Ergosterol is essential for fungal cell membrane integrity and growth, and numerous antifungal drugs target ergosterol. Inactivation or modification of ergosterol biosynthetic genes can lead to changes in antifungal drug susceptibility, filamentation and stress response. Here, we found that the ergosterol biosynthesis gene ERG251 is a hotspot for point mutations during adaptation to antifungal drug stress within two distinct genetic backgrounds of Candida albicans. Heterozygous point mutations led to single allele dysfunction of ERG251 and resulted in azole tolerance in both genetic backgrounds. This is the first known example of point mutations causing azole tolerance in C. albicans. Importantly, single allele dysfunction of ERG251 in combination with recurrent chromosome aneuploidies resulted in bona fide azole resistance.
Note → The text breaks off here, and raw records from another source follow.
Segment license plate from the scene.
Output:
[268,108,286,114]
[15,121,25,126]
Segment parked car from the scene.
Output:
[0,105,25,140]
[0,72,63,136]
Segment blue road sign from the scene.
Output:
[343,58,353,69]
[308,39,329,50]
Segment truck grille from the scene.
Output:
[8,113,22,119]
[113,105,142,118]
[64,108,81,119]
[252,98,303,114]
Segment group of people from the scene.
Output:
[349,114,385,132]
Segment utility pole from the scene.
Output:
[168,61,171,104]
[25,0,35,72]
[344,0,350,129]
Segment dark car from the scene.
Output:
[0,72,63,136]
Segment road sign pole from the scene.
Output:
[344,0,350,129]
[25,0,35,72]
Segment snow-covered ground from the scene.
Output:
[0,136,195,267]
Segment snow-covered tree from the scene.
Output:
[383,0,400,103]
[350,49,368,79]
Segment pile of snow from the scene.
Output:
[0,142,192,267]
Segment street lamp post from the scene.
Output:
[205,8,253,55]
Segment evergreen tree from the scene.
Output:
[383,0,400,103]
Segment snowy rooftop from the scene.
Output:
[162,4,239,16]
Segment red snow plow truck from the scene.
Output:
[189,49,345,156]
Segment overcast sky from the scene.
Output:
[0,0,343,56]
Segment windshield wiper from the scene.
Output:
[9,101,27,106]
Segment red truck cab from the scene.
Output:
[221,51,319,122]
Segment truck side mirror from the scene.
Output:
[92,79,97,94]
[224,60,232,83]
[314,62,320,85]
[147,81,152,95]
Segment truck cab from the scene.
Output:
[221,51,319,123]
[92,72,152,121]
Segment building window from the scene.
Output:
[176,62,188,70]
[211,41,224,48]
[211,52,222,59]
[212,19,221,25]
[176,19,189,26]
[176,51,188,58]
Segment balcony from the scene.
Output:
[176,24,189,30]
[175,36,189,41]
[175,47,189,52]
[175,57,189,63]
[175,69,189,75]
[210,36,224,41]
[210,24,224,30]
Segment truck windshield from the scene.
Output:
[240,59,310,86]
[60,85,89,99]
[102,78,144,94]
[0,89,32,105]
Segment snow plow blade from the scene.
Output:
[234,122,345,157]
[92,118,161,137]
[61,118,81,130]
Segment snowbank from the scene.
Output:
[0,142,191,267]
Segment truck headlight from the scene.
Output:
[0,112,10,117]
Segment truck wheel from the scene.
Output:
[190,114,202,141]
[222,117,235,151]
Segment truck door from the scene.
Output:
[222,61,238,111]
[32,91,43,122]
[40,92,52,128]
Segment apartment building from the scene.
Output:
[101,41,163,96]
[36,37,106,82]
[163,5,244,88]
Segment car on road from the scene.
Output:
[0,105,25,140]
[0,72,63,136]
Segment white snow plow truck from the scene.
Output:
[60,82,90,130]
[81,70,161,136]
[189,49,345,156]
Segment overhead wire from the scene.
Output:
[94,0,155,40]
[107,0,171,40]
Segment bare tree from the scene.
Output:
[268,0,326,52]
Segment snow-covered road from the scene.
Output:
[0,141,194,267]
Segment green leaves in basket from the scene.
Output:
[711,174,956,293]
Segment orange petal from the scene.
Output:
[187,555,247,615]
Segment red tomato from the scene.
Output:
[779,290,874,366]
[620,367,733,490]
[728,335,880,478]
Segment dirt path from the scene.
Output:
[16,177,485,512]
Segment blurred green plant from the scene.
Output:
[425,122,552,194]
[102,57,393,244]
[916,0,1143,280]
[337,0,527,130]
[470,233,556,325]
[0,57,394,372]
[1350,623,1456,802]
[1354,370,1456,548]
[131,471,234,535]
Homozygous deletions of ERG251 caused increased fitness in low concentrations of fluconazole and decreased fitness in rich medium, especially at low initial cell density. Dysfunction of ERG251 resulted in transcriptional upregulation of the alternate sterol biosynthesis pathway and ZRT2, a Zinc transporter. Notably, we determined that overexpression of ZRT2 is sufficient to increase azole tolerance in C. albicans. Our combined transcriptional and phenotypic analyses revealed the pleiotropic effects of ERG251 on stress responses including cell wall, osmotic and oxidative stress. Interestingly, while loss of either allele of ERG251 resulted in similar antifungal drug responses, we observed functional divergence in filamentation regulation between the two alleles of ERG251 (ERG251-A and ERG251-B) with ERG251-A exhibiting a dominant role in the SC5314 genetic background. Finally, in a murine model of systemic infection, homozygous deletion of ERG251 resulted in decreased virulence while the heterozygous deletion mutants maintain their pathogenicity. Overall, this study provides extensive genetic, transcriptional and phenotypic analysis for the effects of ERG251 on drug susceptibility, fitness, filamentation and stress responses.